The CLI interface to annotate a document by a language model is the following:
from lmm.scan.scan_rag import markdown_rag, ScanOpts
document = markdown_rag(
"MyDocument.md",
ScanOpts(summaries=True, questions=True),
"MyDocumentRagged.md"
)
This code snippet runs a language model to create summaries of content and questions answered by text in the metadata blocks annotating the headings of the markdown document "MyDocument.md". The changes are saved to "MyDocumentRagged.md". Alternatively, if the thrid argument is omitted, the changes are saved directly to the original document. Summaries and questions are computed with the language model in the 'minor' section of Config.toml.

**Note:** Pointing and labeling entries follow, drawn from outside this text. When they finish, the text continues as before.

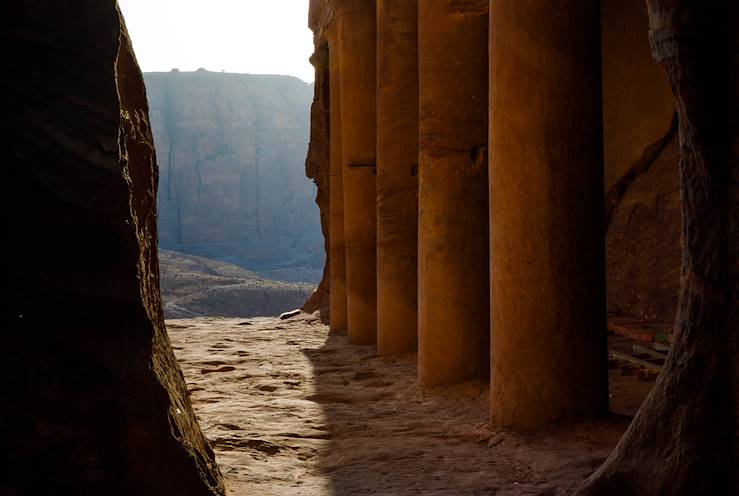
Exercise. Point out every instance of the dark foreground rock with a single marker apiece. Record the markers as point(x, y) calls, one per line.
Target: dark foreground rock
point(92, 399)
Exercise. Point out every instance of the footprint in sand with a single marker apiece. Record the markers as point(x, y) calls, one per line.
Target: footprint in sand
point(226, 368)
point(267, 388)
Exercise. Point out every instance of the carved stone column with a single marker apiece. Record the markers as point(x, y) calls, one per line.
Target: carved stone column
point(336, 202)
point(357, 49)
point(453, 198)
point(546, 213)
point(397, 176)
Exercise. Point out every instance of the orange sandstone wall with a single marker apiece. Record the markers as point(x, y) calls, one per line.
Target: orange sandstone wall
point(641, 169)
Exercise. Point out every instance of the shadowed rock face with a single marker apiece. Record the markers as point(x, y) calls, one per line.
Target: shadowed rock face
point(232, 150)
point(93, 400)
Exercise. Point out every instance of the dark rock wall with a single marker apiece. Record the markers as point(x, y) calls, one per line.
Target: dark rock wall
point(641, 169)
point(231, 150)
point(93, 400)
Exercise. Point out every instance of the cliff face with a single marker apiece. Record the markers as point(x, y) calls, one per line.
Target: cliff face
point(232, 185)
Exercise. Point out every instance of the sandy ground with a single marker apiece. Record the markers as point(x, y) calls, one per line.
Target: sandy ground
point(293, 410)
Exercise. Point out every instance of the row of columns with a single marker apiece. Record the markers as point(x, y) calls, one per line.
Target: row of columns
point(466, 195)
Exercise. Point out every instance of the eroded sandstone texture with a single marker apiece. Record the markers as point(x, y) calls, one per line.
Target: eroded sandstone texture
point(684, 440)
point(231, 149)
point(93, 400)
point(317, 167)
point(453, 250)
point(356, 24)
point(397, 176)
point(553, 156)
point(640, 165)
point(546, 219)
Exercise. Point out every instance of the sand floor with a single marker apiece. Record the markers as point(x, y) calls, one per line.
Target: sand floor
point(293, 410)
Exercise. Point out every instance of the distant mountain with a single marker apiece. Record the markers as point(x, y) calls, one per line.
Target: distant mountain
point(197, 287)
point(231, 150)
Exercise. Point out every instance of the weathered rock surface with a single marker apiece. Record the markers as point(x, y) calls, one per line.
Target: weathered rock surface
point(292, 409)
point(232, 150)
point(93, 400)
point(195, 286)
point(641, 169)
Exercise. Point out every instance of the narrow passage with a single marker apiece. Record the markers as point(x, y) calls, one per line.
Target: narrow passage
point(291, 409)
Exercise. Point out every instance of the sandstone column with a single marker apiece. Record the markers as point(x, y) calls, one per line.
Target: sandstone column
point(397, 176)
point(357, 39)
point(453, 251)
point(336, 202)
point(546, 213)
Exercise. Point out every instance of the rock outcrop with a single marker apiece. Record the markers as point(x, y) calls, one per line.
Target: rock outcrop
point(93, 400)
point(231, 150)
point(198, 287)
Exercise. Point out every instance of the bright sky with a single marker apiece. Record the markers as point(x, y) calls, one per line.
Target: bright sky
point(254, 36)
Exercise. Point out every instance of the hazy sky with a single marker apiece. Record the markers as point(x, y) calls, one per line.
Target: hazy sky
point(254, 36)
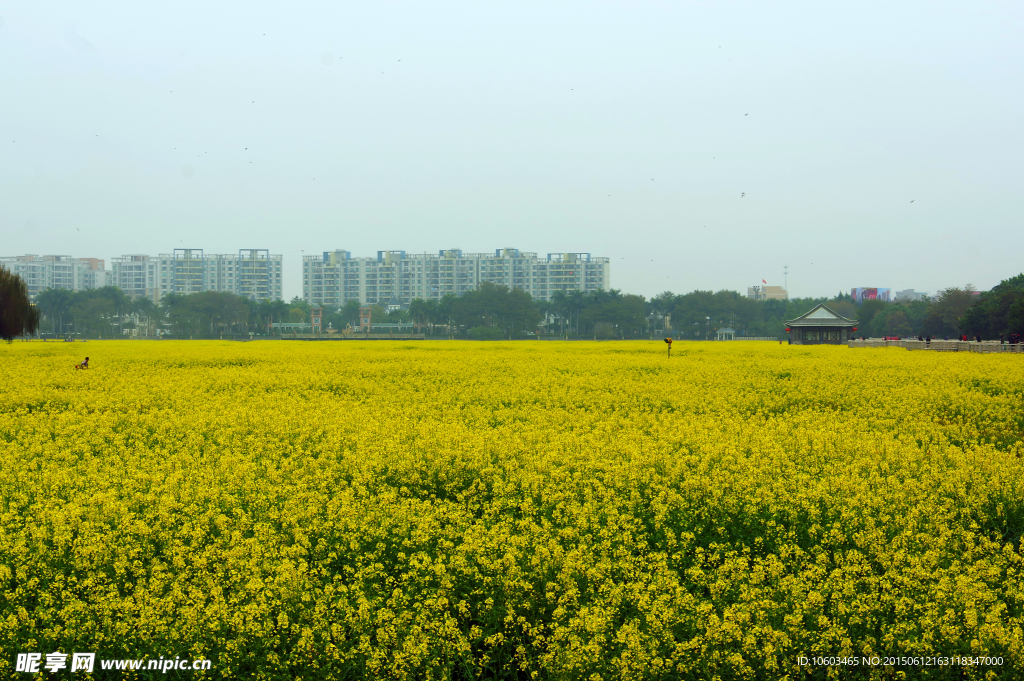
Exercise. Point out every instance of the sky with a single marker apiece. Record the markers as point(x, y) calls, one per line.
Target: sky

After processing the markdown file, it can be opened, inspected, and edited. Calling markdown_rag on an edited document again will not overwrite summaries and questions. To have the language model re-create a summary or a question, delete the summary or questions section in the metadata and run markdown_rag again.
NOTE:
The markdown_rag function will recompute summaries and questions if the text under one heading is changed. If you do not want summaries or questions to be recomputed after having changed the text under a heading, add the property frozen = true to the metadata of the heading. Note that now, all RAG annotations of all subheadings of that heading will be frozen. To obtain a list of all heading titles that will be recomputed, use the function get_changed_titles.
ScanOpts allows annotating the document with other properties. For example, titles adds the running titles of each heading. Other annotations that can be specified with ScanOpts are implementation steps that are not ususally of interest for manual inspection and editing (see the API section for an exhastive listing).
The summaries are created while respecting the hierarchical structure of the document. Summaries at higher level are written using as input text and summaries at lower levels.